Ornette Coleman 「Of Human Feelings」(1982)

 乱雑で緻密。躍動する混沌を描いたファンクネスが魅力だ。

 アルバムとしては"Dancing in Your Head"(1975)に端を発するハーモロディクス理論スタイルを押し広げた。
 2ドラム、2ギター。ベースはタクーマ一人で逆ハの字型に広がるアンサンブルで、痛快なフリーに見せかけたタイトな音楽を作る。

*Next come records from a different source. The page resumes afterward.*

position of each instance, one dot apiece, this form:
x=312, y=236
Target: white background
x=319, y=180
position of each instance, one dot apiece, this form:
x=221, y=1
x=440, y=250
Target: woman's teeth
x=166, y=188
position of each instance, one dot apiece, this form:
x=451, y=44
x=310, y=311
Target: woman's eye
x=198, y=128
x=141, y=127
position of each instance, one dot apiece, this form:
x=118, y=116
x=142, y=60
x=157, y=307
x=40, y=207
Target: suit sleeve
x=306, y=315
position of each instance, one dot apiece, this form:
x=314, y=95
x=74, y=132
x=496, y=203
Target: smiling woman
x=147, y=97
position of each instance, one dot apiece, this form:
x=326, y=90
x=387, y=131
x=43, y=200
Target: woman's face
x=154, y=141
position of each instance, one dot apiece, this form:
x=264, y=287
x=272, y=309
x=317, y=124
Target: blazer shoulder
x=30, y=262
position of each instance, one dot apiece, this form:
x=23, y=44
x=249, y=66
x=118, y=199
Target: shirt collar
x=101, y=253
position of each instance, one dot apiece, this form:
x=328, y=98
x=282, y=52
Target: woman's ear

 プライム・タイムとして"Dancing in Your Head"、"Body Meta"(1978)に続く3枚目。
 デジタルの2ch録音らしい。マルチでなくいきなりマスターにしたそうだ。
 録音は79年。発売まで3年も放っておかれたことになる。アイランドの傘下レーベルAntillesから発売された。CD化もされたが、今は廃盤。Youtubeで聴ける。


 主役はあくまでオーネット。猛烈な自由と強烈な統制が混在するアルバムだ。根本論として、完全に自由なのはオーネットのみ。サウンドはがっちりアレンジされ、キメの部分も多い。
 しかし完璧にタイトでジャストな演奏に締め付けないのが特徴だ。これはどこまで狙ったものだろう。磨き上げるのはカッコ悪いって価値観か、あえてルーズさを残したヘンテコさをもくろんだか。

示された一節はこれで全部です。